State Cuts to Children’s Health Care Programs

In addition to proposed federal cuts to the Maternal and Child Health Block Grant, community health centers, and school based health clinics being debated in Congress, several states have proposed deep, identifiable cuts in health care that will reduce access to care for low-income children, families and people with disabilities. (These cuts are in addition to health cuts already implemented in 34 states since the recession began.) Click here to read the whole report:

  • Governor Brewer of Arizona original budget proposal eliminated Medicaid coverage for 280,000 people, more than 4 percent of the state’s population. The cut would have resulted in the loss of $1.1 billion in federal matching funds next fiscal year. With newly received permission from the U.S. Department of Health and Human Services to reduce Medicaid enrollment, Governor Brewer has proposed grandfathering coverage for currently enrolled adults without dependent children (approximately 100,000 people), but eliminating the program for future enrollees. The governor’s new proposal mandates that childless adults and parents re-qualify for coverage every six months (rather than annually) and continues to call for a 5 percent cut in Medicaid provider rates that would take effect in April 2011.

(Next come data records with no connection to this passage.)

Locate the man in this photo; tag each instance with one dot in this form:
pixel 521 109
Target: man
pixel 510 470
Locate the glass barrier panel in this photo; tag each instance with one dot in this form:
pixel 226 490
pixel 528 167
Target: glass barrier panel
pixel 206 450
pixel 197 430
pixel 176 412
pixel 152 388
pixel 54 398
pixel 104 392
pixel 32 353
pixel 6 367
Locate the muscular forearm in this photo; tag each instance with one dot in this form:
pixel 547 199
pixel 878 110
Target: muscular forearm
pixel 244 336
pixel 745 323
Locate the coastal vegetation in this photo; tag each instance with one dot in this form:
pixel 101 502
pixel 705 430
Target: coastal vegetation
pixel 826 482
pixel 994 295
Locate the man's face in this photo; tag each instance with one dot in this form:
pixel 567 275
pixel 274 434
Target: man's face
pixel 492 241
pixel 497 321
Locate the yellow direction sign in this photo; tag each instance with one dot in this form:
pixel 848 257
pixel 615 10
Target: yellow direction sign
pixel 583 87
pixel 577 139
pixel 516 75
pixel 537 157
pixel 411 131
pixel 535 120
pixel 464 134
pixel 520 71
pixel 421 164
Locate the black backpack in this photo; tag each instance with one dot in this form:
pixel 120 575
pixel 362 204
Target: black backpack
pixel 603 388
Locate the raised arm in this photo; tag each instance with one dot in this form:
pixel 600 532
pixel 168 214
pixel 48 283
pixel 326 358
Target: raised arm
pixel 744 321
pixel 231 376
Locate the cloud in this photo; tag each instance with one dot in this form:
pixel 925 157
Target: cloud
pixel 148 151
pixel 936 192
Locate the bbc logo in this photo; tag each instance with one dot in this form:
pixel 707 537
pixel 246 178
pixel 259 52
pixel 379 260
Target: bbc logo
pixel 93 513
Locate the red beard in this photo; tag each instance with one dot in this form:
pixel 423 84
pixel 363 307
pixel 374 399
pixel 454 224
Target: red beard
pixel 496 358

  • California’s Governor Brown proposes scaling back the state’s Healthy Families (CHIP) program by eliminating vision benefits, increasing premiums for families with incomes between 150 and 250 percent of poverty, and increasing co-payments, among other cuts.
  • Georgia’s Governor Deal proposes cuts to several areas of Medicaid and children’s health. Many children’s services would be subject to co-pays for the first time.
  • Idaho Governor Otter, according to news reports, seeks $25 million in unspecified cuts to Medicaid.
  • Kansas Governor Brownback would eliminate funding for mental health services for 850 families of children with severe emotional disturbances.
  • New Jersey’s Governor Christie would apply to the federal government for a “global waiver” to allow the state to restructure its Medicaid program. The Governor says the restructuring would save New Jersey $300 million in the coming fiscal year. To achieve savings of that magnitude, the waiver likely would significantly reduce services and access to medical care for low-income people.
  • Oklahoma’s Governor Fallin proposes cuts to state health care programs that likely will lead to the elimination or sharp reduction of child abuse prevention services that protect about 2,000 children, as well as payment cuts for Medicaid providers and reductions in the medical services covered by Medicaid.
  • Texas’ initial budget proposal would cut Medicaid provider rates by 10 percent, making it more difficult forTexas doctors to accept Medicaid patients because of the state’s low reimbursement levels relative to other states, further restricting low-income Texans’ access to health care.
  • Washington Governor Gregoire’s budget proposes deep cuts to health and disability services, including eliminating a health program for 27,000 undocumented children.
  • Wisconsin’s Governor Walker proposes to eliminate Medicaid coverage for about 70,000 people, beginning in July of 2012 (and to seek federal approval for even deeper cuts).